I don’t really know a whole lot about “science” junk. A lot of it is patriarchal gobbledegook that I usually don’t bother with. Especially the bits that don’t support the narrow ideological world-view that I passionately cling to no matter what.

And I’m especially disinterested in astronomy. Such violent, male-glorifying concepts as the “Big Bang” are a Big Turnoff; the phrase “Black Hole” was developed by misogynistic, gynophobic astronomers to frighten wimyn away from their suspiciously penis-like observatories.

But this article caught my eye because of the sheer horror it embodies for all womin everywhere: Space “probe” pulls alongside asteroid.

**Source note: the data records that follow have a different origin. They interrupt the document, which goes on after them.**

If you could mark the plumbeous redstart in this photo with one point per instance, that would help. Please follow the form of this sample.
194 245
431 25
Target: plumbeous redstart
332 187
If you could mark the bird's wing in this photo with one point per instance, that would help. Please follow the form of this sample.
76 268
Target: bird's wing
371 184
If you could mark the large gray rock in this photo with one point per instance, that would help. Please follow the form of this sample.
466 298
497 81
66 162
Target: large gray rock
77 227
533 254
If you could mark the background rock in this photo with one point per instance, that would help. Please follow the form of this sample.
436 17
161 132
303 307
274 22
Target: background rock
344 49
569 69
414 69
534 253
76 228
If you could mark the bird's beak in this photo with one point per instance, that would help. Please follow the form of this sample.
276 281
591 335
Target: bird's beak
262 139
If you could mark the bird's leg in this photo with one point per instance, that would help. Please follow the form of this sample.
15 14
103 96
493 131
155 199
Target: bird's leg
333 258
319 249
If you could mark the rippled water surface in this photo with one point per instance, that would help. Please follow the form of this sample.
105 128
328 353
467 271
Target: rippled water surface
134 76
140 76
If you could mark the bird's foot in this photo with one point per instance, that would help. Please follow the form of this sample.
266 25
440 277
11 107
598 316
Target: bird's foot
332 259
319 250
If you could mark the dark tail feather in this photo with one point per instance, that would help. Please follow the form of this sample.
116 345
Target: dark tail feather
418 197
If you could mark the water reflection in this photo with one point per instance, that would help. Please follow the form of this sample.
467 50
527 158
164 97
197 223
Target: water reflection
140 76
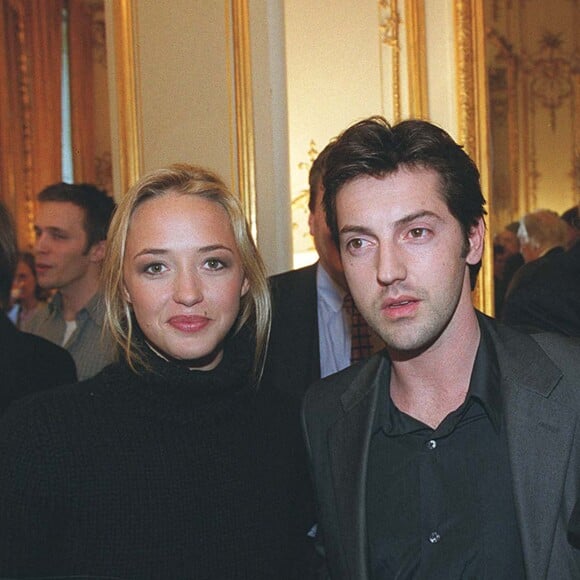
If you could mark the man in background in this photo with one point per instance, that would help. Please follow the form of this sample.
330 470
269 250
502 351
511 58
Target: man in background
27 363
313 312
545 291
71 230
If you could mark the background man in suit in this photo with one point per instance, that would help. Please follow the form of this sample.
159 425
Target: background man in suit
545 292
27 363
311 327
71 231
455 453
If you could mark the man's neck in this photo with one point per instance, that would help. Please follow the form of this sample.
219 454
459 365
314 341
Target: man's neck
77 295
434 383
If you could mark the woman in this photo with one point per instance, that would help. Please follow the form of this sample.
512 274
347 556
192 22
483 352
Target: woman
26 292
171 463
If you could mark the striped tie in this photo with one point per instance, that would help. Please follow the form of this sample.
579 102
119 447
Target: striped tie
360 333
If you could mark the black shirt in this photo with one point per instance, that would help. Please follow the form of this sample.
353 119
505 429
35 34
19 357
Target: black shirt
440 501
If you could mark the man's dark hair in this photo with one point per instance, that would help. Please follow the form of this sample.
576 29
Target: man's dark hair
8 255
374 148
316 174
95 202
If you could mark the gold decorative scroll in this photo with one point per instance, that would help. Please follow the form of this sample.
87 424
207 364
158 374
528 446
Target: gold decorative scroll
417 59
472 119
244 111
128 103
389 22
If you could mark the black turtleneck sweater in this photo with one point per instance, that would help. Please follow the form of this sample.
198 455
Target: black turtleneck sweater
172 474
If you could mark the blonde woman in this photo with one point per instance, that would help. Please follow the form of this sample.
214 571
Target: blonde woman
171 463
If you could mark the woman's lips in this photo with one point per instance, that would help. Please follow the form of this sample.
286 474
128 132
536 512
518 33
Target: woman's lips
189 324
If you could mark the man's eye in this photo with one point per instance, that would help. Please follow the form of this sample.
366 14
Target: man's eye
355 244
417 232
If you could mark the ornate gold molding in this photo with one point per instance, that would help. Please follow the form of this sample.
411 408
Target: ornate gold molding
127 94
472 119
417 58
389 22
244 111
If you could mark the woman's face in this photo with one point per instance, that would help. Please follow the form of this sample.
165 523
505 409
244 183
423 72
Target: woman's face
183 277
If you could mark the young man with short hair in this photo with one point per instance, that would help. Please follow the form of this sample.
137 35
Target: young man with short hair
455 453
71 230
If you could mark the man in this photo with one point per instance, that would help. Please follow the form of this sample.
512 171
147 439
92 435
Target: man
455 452
27 363
311 330
545 292
71 230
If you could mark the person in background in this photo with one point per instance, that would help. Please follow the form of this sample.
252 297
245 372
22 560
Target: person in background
507 259
71 230
172 463
572 218
27 296
545 293
27 363
455 452
312 318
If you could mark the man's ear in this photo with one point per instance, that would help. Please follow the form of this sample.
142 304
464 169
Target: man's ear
476 242
97 251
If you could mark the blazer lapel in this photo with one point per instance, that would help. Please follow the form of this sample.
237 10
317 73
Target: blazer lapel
349 441
540 434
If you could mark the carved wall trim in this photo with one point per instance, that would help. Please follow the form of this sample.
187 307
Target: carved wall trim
127 94
472 119
389 22
246 167
417 58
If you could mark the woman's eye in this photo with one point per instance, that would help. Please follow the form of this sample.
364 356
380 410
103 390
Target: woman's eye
214 264
155 269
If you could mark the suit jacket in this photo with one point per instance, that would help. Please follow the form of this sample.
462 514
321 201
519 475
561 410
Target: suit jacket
293 358
29 363
540 381
547 294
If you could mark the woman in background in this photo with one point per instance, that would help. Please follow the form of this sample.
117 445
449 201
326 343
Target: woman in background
170 463
26 292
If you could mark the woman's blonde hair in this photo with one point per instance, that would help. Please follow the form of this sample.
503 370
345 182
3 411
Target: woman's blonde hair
183 179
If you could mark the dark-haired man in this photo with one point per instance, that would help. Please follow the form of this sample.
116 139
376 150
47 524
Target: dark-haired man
311 327
27 363
455 453
71 230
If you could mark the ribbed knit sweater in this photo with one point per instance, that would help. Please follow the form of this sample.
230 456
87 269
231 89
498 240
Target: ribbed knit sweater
168 475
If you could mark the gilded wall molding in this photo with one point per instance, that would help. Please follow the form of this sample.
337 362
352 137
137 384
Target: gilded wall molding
472 119
389 23
417 58
127 94
244 112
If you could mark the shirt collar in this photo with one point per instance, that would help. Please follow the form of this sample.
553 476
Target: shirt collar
328 290
484 386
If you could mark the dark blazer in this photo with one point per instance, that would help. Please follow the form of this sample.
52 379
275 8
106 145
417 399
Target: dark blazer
29 363
540 378
546 294
293 358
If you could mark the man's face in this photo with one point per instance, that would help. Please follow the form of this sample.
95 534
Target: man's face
62 259
327 250
405 259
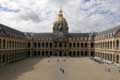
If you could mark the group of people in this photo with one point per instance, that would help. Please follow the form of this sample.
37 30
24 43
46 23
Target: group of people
62 70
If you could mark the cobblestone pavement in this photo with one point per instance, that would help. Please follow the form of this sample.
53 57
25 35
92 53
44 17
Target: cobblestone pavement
58 69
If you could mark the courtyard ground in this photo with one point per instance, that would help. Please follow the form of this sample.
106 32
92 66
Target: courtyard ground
49 69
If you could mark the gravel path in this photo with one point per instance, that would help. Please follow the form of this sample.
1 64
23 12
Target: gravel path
49 69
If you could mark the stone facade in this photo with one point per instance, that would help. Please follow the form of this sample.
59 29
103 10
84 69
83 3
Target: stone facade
16 45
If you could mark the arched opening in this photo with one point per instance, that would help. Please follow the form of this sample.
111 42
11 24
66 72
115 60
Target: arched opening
3 57
28 53
92 54
117 44
70 53
86 53
50 53
3 43
81 53
60 53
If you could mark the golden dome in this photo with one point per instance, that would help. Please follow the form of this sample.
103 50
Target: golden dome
60 17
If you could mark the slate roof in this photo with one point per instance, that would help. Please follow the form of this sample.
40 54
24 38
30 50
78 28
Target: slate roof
38 35
113 30
7 30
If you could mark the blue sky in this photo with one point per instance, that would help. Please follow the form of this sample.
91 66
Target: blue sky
39 15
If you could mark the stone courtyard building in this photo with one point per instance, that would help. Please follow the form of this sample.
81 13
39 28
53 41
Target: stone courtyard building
16 45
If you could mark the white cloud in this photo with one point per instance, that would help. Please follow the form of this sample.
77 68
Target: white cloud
82 15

And why do you think this so-called “probe” is there? Look what’s going to happen!


The Hayabusa probe is going to brutally RAPE that poor astro-victim! A horrid phallus is going to be fire its seed into the pure and virginal surface of that innocent, passive space-rock in an attempt to humiliate and degrade all us wimmin back on earth. This wretched act was deliberately calculated to keep us living in our usual state of perpetual fear!

And this is a pattern, my sisters. An unmistakable pattern that I see time and time again everywhere I turn.

In July, the notoriously female-unfriendly NASA used a distinctly penile-shaped craft to put-on a sick interplanetary porn show. This so-called “Deep Impact” mission Deep Throated a heavenly body by painfully augering a “penetrator” deep within its silky soft comet-pussy in a non-consensual manner.


This sick astro-rape fantasy was seen online by thousands of horny perverted men! And in the typical game of blame-the-victim, they probably accused poor Tempel 1 of deserving it because she wore a short skirt. The bastards.

And what would happen if a ponderous chunk of oppressive male debris decides to rape Mother Earth?


Without a doubt, wimyn will be the biggest victims of all because we are uniquely vulnerable to having tons of red-hot nickel-iron falling out the sky at high velocities. Men will stand-around laughing at us without a scratch while us poor womyn get smashed to atoms!

Sisters, maybe I say this every week, but I have never before been so angered in my life as I am right now!